Возле дома стояла скамья, на которой в солнечные дни обычно сидела хозяйка, шила что-нибудь или же чистила рыбу. Я усадила Джейми на скамью рядом с собой. Он откинулся назад, привалившись спиной к стене.

Его измученный вид напомнил мне о Фергюсе, о том, какой у него был растерянный и в то же время изумленный вид после боя. Я погладила Джейми по спине, он повернулся ко мне и прижался лбом к моему лбу.

— Как это было? — спросила я, осторожно, но сильно массируя его напряженные плечи и шею. — Расскажи мне.

Он немного помолчал, потом вздохнул и начал говорить, сначала медленно, запинаясь, потом все быстрей, как бы желая выговориться:

— Мы не разводили костров, так как, по мнению лорда Джорджа, нам следовало завершить спуск с вершины горы затемно. И чтобы никто не заметил нас снизу. Некоторое время мы сидели в темноте, не смея даже разговаривать, так как наши голоса могли быть услышаны в долине. Итак, мы сидели. Потом я почувствовал, что в темноте кто-то вцепился мне в бедро. Я так и подпрыгнул от неожиданности. Я чуть язык себе не откусил. — Судя по голосу, он улыбался, но лица его не было видно.

— Фергюс?

— Ну конечно. Он полз по траве по-пластунски, маленький негодяй, и мне показалось, что это змея.

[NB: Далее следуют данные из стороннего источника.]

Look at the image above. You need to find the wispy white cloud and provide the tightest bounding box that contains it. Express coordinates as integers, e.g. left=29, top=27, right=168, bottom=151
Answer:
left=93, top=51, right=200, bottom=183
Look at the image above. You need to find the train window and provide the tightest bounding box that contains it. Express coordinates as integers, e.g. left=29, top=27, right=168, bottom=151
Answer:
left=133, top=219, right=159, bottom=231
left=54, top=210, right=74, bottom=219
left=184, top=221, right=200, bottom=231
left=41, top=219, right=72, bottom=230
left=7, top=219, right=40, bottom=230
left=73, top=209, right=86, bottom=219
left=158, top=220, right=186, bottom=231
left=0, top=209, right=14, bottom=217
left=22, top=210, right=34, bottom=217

Он шепотом поведал мне об Андерсоне, и я пополз за ним и отвел Андерсона к лорду Джорджу.

Его речь замедлялась, и голос становился сонным.

— А потом поступил приказ трогаться в путь, вскоре вся армия была на ногах и последовала за Андерсоном по ему одному известной тропинке.

Ночь была темной и безлунной, без привычной пелены облаков, скрывающих свет, излучаемый звездами. Поэтому, продвигаясь в полной темноте по узенькой тропинке вслед за Ричардом Андерсоном, каждый солдат видел только шаркающие ноги впереди идущего товарища. Постепенно тропинка среди густой травы становилась все более заметной.

Армия продвигалась почти беззвучно. Приказы передавались шепотом от солдата к солдату. Мечи и секиры были спрятаны в складках пледов, мешочки с порохом — на груди под рубашкой, у самого сердца.

Только один раз во время марша шотландцы в полной темноте сделали привал и, устроившись поудобнее, насколько это позволяла темнота, подкрепились холодной пищей и прилегли отдохнуть, завернувшись в пледы, под самым носом у англичан.

— Мы слышали, как они переговаривались между собой, — рассказывал Джейми. Его глаза были закрыты, руки закинуты за голову, а спина опиралась на стену дома, возле которой он сидел. — Представь себе: слышать, как люди просят друг друга передать соль или налить вина, и знать, что через несколько часов ты можешь убить их или они тебя. Тебе становится любопытно: а как выглядит тот человек, голос которого ты слышишь? А узнаешь ли ты этого парня, если встретишь его утром?